When we focus on learning over teaching - when we prioritize students over the grand narrative or skill development - we are allowing in space for progress over tradition.

This emphasis on progress over tradition is what provides greater space for justice and the stories we should be telling ourselves about the future.

To connect us with place in ways that remind us how we are connected to place. And that we are important in these places. And worthy of being in these places. And this is what history education should be about.

The ever-changing corner of Hayden and Yonge.

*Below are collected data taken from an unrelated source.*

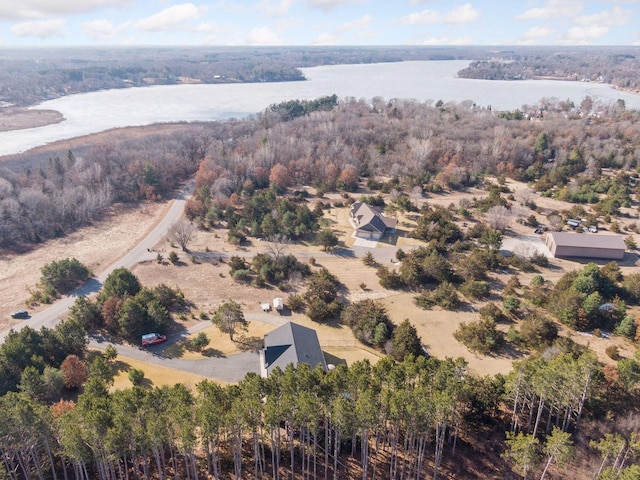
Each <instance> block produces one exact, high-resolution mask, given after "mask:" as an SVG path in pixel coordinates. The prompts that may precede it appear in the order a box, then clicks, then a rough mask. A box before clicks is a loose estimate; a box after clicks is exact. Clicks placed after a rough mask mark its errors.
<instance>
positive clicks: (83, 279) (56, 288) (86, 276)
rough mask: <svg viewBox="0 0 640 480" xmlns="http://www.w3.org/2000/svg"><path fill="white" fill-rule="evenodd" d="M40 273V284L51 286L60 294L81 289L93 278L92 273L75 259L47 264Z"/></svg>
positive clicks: (40, 270) (86, 267)
mask: <svg viewBox="0 0 640 480" xmlns="http://www.w3.org/2000/svg"><path fill="white" fill-rule="evenodd" d="M40 272H41V273H42V276H41V277H40V283H41V284H42V285H43V286H44V285H48V286H51V287H52V288H53V289H54V290H55V291H56V292H58V293H66V292H69V291H71V290H73V289H74V288H76V287H79V286H80V285H82V284H83V283H84V282H85V281H86V280H87V279H88V278H89V277H90V276H91V271H90V270H89V269H88V268H87V267H86V266H84V265H83V264H82V263H80V262H79V261H78V260H77V259H75V258H65V259H64V260H59V261H53V262H51V263H47V264H46V265H45V266H44V267H42V268H41V269H40Z"/></svg>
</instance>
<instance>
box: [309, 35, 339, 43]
mask: <svg viewBox="0 0 640 480" xmlns="http://www.w3.org/2000/svg"><path fill="white" fill-rule="evenodd" d="M340 40H341V37H340V36H339V35H335V34H333V33H321V34H320V35H318V36H317V37H316V38H314V39H313V40H312V41H311V44H312V45H337V44H338V43H340Z"/></svg>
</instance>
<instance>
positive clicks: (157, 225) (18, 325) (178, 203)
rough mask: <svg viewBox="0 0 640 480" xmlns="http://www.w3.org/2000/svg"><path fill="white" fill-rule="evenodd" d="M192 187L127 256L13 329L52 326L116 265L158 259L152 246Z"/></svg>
mask: <svg viewBox="0 0 640 480" xmlns="http://www.w3.org/2000/svg"><path fill="white" fill-rule="evenodd" d="M192 190H193V182H189V183H188V184H187V185H186V186H185V187H184V188H183V189H182V191H181V192H180V193H179V194H178V196H177V197H176V199H175V200H174V201H173V204H172V205H171V207H170V208H169V211H168V212H167V213H166V215H165V216H164V218H163V219H162V220H160V221H159V222H158V224H157V225H156V226H155V227H154V229H153V230H152V231H151V232H149V234H148V235H147V236H146V237H144V238H143V239H142V240H141V241H140V242H139V243H138V244H137V245H136V246H134V247H133V248H131V250H129V252H127V254H126V255H124V256H123V257H122V258H120V259H119V260H118V261H117V262H115V263H113V264H112V265H110V266H109V267H108V268H107V269H106V270H104V271H103V272H102V273H101V274H100V276H99V277H97V278H92V279H91V280H89V282H87V283H86V284H85V285H83V286H82V287H80V288H79V289H77V290H76V291H74V292H73V293H71V294H69V295H68V296H66V297H64V298H62V299H60V300H58V301H56V302H55V303H54V304H53V305H51V306H50V307H48V308H46V309H45V310H42V311H41V312H38V313H36V314H35V315H33V316H32V317H31V318H29V319H28V320H24V321H23V322H20V323H18V324H17V325H14V326H13V327H12V329H13V330H20V329H21V328H23V327H25V326H29V327H31V328H33V329H35V330H40V328H41V327H46V328H53V327H55V326H56V324H57V323H58V322H60V321H61V320H62V319H63V318H64V317H65V316H66V314H67V310H68V309H69V307H71V306H72V305H73V303H74V302H75V301H76V297H77V296H78V295H85V296H86V295H91V294H93V293H96V292H98V291H99V290H100V289H101V288H102V284H103V282H104V281H105V280H106V278H107V276H108V275H109V274H110V273H111V272H112V271H113V270H115V269H116V268H120V267H126V268H131V267H133V266H134V265H135V264H137V263H138V262H141V261H143V260H150V259H155V258H156V254H155V253H152V252H151V251H150V250H151V248H152V247H153V246H154V245H156V244H157V243H158V242H160V240H162V238H163V237H164V236H165V235H166V234H167V232H168V231H169V229H170V228H171V226H172V225H173V224H174V223H175V222H177V221H178V219H179V218H180V217H181V216H182V213H183V212H184V207H185V204H186V202H187V200H188V199H189V197H190V196H191V192H192ZM8 333H9V331H4V332H0V343H2V342H4V339H5V337H6V336H7V334H8Z"/></svg>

My mom got dance shoes on the upper floors of this building. I had Thai food for the first time in what is now the Pizzaiolo. The HMart was a Kitchen Stuff Plus from which I outfitted much of my first apartment.

For more on the changes to this corner, see this BlogTO post from 2015.

Screenshot from Google Streetview. May 2019

Jessica's response

August 9, 2019

Samantha,

Wow, thank you for sharing this with me! You’re right: there is definitely some interesting kernels to “pop.”

I have to say, it really challenges me to differentiate place and land. I wasn’t thinking of it this way, and I’m glad you drew that distinction. It actually reminds me of something Dwayne Donald told me when I interviewed him. He told me that often he asks the students he works with where they came from, or to what people they belong to. Sometimes when he asks this, he gets very emotional reactions because these students realize in that moment that they don’t know who they are in the rich narrative sense that one might experience with Indigenous mythology and story. I think that’s what I felt when I listened to your HSMBC talk — you had this coherent story about your grandfather’s childhood home and could clearly trace and connect it to who you are today. I’m sure I have that implicitly as well with my own stories and connections to place like you mentioned, but because of my preoccupation with the future and present (and my preoccupation with studying the history of others over the course of my degree rather than my own), I lose sight of how the accumulation and collection of my own stories has come to form who I am in this present and who I will be in this future. Maybe more intentional and explicit acknowledgment and prioritization of my “places” is step one in making that connection more apparent. I know for sure that if I do end up in a social studies classroom, bringing this idea forward will be a goal for me.

I know we talked about how the term “historical consciousness” carries a certain set of assumptions and such, but to me, this is historical consciousness. Maybe we should come up with another word for it!

Thank you for teasing out these ideas with me!